Biden Heads To Saudi Arabia Amid Tension On Oil, Khashoggi Killing

President Joe Biden will discuss energy supply, human rights, and security cooperation in Saudi Arabia on Friday on a trip designed to reset the U.S. relationship with a country he once pledged to make a "pariah" on the world stage.

The White House said Biden would hold a bilateral meeting with Saudi King Salman bin Abdulaziz at the royal palace in Jeddah and then the president and his team would have a working session with Crown Prince Mohammed bin Salman, known as MbS, and Saudi ministers at the palace.

Energy and security interests prompted the president and his aides to decide not to isolate the kingdom, the world's top oil exporter and regional powerhouse that has been strengthening ties with Russia and China.

A U.S. official told Reuters on Friday that Washington is not expecting Saudi Arabia to immediately boost oil production and that the United States was eyeing what the OPEC+ group decides in its next meeting on Aug. 3.

The visit will be closely watched for body language and rhetoric. U.S. intelligence concluded that MbS directly approved the 2018 murder of Washington Post columnist Jamal Khashoggi, while the crown prince denies having a role in the killing.

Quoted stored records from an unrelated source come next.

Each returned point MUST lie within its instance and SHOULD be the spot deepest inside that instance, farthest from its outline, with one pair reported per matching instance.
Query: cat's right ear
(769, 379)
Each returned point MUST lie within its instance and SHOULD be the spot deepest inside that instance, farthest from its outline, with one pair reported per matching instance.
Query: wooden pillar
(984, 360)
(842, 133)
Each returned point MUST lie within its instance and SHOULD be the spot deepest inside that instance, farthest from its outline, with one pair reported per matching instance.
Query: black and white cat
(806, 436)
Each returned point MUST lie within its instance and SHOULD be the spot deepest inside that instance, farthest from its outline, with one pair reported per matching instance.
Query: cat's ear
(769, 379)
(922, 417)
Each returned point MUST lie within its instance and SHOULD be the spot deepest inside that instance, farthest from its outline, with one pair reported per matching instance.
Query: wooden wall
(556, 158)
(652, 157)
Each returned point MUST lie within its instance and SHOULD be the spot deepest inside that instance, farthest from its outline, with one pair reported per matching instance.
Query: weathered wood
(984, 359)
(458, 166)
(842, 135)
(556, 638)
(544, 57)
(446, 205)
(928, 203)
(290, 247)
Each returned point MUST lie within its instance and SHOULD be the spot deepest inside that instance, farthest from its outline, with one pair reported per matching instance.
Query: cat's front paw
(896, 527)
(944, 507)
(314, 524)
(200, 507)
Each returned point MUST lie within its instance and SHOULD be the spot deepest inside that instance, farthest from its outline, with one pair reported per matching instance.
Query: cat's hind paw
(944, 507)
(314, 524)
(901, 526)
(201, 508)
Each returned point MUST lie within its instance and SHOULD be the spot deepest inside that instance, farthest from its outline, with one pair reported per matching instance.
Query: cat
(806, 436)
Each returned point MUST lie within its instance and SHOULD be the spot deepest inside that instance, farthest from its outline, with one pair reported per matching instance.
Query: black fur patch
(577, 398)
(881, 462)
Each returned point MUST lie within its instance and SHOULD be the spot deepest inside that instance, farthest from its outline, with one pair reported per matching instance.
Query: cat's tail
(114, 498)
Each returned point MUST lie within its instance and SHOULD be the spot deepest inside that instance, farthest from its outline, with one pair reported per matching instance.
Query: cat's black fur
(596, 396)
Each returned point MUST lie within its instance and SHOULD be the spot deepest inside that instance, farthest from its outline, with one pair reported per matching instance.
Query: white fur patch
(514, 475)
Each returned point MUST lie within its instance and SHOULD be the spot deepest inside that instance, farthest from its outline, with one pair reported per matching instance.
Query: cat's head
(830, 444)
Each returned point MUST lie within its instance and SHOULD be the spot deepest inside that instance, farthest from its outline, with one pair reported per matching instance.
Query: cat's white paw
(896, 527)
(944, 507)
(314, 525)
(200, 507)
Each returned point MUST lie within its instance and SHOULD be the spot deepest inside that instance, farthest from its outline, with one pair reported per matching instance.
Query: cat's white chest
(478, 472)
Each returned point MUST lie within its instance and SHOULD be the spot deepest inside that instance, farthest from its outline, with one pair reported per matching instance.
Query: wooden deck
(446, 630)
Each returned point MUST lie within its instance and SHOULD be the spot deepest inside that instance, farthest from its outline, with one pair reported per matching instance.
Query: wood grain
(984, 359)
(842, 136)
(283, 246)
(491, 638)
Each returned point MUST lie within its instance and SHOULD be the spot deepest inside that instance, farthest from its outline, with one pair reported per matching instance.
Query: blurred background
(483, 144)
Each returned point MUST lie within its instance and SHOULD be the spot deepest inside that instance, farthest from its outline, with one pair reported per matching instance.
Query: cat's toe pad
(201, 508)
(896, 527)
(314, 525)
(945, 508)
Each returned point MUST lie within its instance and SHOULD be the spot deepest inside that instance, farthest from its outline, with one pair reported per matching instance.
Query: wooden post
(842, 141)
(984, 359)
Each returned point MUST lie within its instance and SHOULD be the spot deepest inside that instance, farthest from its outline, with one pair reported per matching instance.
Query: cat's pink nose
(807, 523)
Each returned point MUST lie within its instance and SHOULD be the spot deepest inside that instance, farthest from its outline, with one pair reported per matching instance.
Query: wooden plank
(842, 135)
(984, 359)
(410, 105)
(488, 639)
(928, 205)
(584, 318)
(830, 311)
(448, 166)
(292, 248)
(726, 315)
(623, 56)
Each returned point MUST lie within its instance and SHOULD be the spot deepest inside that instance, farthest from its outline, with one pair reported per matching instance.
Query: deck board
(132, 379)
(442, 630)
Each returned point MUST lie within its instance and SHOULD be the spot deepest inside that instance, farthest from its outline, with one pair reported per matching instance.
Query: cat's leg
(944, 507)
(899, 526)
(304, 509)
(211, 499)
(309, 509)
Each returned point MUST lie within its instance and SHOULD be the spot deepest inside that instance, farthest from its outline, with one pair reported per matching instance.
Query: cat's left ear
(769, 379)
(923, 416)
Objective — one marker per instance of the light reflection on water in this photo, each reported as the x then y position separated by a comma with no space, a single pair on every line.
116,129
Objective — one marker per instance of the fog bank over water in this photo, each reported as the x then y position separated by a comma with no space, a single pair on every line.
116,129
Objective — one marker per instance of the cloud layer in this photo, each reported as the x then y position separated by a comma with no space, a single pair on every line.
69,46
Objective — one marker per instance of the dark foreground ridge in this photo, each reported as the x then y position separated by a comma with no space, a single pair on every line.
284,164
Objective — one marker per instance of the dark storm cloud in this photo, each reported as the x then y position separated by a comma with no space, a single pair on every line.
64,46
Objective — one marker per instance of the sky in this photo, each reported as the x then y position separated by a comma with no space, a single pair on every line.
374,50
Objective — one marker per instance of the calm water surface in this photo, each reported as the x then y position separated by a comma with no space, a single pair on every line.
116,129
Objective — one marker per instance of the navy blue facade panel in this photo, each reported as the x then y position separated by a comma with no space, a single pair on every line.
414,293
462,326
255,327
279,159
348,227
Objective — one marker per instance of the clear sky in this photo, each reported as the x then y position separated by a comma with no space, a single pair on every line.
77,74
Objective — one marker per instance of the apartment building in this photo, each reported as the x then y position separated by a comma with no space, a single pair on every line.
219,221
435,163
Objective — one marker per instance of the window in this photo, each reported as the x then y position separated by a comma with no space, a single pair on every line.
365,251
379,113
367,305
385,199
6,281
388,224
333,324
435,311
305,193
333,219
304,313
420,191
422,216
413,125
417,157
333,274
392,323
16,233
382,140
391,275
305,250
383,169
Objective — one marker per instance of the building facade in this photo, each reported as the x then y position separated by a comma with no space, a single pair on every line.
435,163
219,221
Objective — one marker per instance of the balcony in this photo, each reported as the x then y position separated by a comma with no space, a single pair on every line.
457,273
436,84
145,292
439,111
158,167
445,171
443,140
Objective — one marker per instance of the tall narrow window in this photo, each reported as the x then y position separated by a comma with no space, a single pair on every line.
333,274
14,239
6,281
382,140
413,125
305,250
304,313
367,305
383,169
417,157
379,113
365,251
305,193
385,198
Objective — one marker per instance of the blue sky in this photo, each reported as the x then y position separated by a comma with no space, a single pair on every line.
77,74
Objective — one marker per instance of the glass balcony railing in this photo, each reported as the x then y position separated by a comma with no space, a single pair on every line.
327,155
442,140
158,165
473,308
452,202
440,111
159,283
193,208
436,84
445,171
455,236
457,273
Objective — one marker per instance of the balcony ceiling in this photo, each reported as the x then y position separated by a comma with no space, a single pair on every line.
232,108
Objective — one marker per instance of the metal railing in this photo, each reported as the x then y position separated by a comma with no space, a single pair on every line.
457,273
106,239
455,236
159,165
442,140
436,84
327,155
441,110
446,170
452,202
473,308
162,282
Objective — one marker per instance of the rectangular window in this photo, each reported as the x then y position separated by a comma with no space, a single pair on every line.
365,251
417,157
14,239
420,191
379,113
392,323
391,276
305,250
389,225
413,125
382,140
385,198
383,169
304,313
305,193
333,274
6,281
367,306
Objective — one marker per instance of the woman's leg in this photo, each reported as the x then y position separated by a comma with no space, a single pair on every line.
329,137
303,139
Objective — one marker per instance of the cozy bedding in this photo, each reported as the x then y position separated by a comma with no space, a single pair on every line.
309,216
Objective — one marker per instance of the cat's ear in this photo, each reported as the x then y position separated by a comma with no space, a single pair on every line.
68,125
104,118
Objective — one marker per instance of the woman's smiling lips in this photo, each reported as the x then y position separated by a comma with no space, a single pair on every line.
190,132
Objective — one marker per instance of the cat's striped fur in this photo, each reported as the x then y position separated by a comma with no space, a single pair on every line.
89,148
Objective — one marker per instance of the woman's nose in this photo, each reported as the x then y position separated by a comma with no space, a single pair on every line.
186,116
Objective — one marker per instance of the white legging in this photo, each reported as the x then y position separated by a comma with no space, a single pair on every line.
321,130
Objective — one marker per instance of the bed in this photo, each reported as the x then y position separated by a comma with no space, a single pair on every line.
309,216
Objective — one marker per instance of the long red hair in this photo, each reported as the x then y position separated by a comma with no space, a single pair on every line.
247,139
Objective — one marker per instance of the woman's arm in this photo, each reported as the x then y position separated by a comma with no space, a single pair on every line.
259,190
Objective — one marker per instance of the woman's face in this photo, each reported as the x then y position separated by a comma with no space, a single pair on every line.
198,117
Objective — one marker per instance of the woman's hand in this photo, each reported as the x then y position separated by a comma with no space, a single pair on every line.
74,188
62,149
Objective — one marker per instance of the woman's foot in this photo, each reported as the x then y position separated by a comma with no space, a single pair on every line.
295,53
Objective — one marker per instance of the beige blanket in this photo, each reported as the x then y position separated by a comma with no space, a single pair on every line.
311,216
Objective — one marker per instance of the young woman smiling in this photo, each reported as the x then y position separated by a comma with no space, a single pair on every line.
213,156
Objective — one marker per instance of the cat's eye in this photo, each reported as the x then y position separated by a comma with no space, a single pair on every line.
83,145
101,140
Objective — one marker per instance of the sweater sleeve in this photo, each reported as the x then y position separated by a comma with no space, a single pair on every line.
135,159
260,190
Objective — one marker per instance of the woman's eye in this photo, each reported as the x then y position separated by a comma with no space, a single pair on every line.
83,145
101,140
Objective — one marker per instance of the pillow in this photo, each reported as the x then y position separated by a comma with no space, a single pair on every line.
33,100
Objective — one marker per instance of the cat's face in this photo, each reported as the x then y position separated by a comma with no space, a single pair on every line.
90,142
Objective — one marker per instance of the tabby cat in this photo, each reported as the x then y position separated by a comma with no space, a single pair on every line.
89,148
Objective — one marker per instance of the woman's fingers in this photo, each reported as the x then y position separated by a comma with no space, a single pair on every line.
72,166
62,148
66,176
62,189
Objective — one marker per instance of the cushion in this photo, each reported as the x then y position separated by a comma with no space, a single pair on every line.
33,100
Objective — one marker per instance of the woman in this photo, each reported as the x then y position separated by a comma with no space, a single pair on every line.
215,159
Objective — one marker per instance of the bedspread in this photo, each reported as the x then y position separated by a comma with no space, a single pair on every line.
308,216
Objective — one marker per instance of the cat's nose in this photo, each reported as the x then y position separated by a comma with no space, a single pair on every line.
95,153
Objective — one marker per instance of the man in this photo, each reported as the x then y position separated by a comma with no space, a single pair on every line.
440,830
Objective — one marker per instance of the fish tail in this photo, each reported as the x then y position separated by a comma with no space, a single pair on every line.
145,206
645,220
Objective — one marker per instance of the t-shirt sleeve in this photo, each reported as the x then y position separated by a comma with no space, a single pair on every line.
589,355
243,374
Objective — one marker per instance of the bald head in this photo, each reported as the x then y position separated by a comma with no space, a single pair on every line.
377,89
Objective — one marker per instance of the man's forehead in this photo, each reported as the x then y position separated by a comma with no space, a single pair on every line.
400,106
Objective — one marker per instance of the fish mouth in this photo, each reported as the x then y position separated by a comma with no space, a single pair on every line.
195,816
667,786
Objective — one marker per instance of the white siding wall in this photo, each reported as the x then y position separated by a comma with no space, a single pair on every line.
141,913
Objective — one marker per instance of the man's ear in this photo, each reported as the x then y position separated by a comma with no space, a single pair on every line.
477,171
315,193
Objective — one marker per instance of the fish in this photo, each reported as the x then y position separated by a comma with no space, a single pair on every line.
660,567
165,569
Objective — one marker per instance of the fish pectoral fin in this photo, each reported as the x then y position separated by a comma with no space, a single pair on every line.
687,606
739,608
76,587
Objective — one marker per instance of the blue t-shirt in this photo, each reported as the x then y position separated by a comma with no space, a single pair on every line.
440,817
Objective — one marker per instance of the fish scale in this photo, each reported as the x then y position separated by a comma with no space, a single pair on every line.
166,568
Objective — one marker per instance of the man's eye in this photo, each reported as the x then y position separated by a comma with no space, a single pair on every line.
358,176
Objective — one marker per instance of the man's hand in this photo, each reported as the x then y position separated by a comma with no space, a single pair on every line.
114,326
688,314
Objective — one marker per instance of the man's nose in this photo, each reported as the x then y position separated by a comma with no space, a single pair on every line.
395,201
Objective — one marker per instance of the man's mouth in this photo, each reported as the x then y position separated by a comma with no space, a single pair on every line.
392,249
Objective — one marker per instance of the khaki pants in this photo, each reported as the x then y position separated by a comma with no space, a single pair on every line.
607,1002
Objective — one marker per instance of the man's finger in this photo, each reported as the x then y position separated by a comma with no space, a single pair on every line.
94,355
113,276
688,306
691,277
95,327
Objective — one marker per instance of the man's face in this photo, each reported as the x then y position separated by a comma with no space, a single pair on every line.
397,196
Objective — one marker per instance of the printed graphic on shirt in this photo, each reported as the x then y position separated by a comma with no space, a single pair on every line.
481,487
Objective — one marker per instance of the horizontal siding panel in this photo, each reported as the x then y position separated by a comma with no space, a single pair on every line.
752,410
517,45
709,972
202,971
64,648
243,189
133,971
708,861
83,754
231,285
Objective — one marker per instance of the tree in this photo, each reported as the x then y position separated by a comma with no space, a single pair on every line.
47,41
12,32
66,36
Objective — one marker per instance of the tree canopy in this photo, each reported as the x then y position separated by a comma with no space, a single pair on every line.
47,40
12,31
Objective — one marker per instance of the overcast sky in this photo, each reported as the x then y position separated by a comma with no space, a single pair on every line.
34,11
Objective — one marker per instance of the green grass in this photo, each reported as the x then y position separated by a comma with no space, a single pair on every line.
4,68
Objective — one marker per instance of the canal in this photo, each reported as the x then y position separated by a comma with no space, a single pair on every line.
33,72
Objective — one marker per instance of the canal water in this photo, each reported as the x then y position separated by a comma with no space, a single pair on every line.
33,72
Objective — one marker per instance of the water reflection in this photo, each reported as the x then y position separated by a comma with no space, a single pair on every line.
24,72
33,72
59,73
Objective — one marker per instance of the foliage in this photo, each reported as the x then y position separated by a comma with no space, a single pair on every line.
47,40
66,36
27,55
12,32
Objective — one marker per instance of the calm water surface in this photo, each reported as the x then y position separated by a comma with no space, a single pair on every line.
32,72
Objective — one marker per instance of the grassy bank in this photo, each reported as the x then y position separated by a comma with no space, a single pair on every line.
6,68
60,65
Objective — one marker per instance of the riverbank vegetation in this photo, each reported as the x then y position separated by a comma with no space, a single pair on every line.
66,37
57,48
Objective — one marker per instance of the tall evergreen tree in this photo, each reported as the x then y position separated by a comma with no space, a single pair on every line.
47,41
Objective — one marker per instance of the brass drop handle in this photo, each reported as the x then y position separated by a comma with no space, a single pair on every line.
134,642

White House advisers have declined to say whether Biden will shake hands with the prince, the kingdom's de facto ruler. Biden will meet with a broader set of Arab leaders at a summit in the Red Sea port city of Jeddah on Saturday.

"The president's going to meet about a dozen leaders and he'll greet them as he usually does," a senior Biden administration official told reporters.